MACNBR   00242
MUSEO ARGENTINO DE CIENCIAS NATURALES "BERNARDINO RIVADAVIA"
Unidad Ejecutora - UE
congresos y reuniones científicas
Título:
Incidental mortality analysis of Harbour Porpoise (Phocoena phocoena) population: Random Leslie approaches
Autor/es:
MANUEL O. CACERES & IRIS CACERES-SAEZ
Lugar:
Tampa, Florida
Reunión:
Conferencia; 19th Biennial Conferences on the Biology of Marine Mammals; 2011
Institución organizadora:
Society of Marine Mammalogy
Resumen:
Demographic models are commonly used to study cetaceans population dynamics and are characterized by a representation of age classes. The primacy building blocks are age-specific survival or mortality and birth rates, which can be combined using a Leslie matrix to provide estimates of the maximum possible rates of increase for the population size. Specific mortality data are valuable for modeling the viability of threatened species.

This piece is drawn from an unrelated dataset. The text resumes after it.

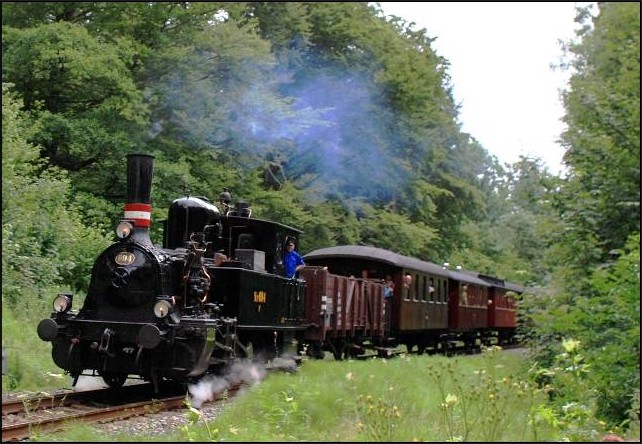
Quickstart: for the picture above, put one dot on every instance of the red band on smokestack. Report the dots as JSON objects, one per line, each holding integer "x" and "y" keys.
{"x": 141, "y": 214}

Depletion of prey, pollution, and other anthropogenic disturbances are believed to have contributed to population declines, but the evidence is less conclusive for these factors than it is for fishery bycatch. The harbour porpoise (Phocoena phocoena) in Canadian waters are subjected to considerable incidental mortality in commercial fisheries. In an attempt to estimate a population growth rate that incorporates uncertainties in vital parameters, we apply a random Leslie analysis to calculate an effective growth rate for the time-dependent mean-value population. An effective growth rate can be characterized by studying the time evolution of the mean-value population vector state (in an age-structured description). We show that the asymptotic behavior of the mean-value vector state, that characterizes the population growth rate when the model has random vital parameters, shows a value that is far below previous expected potential estimations. Thus we propose to reduce even more the indices of incidental mortality quotas to prevent mayor risk in the cetacean population.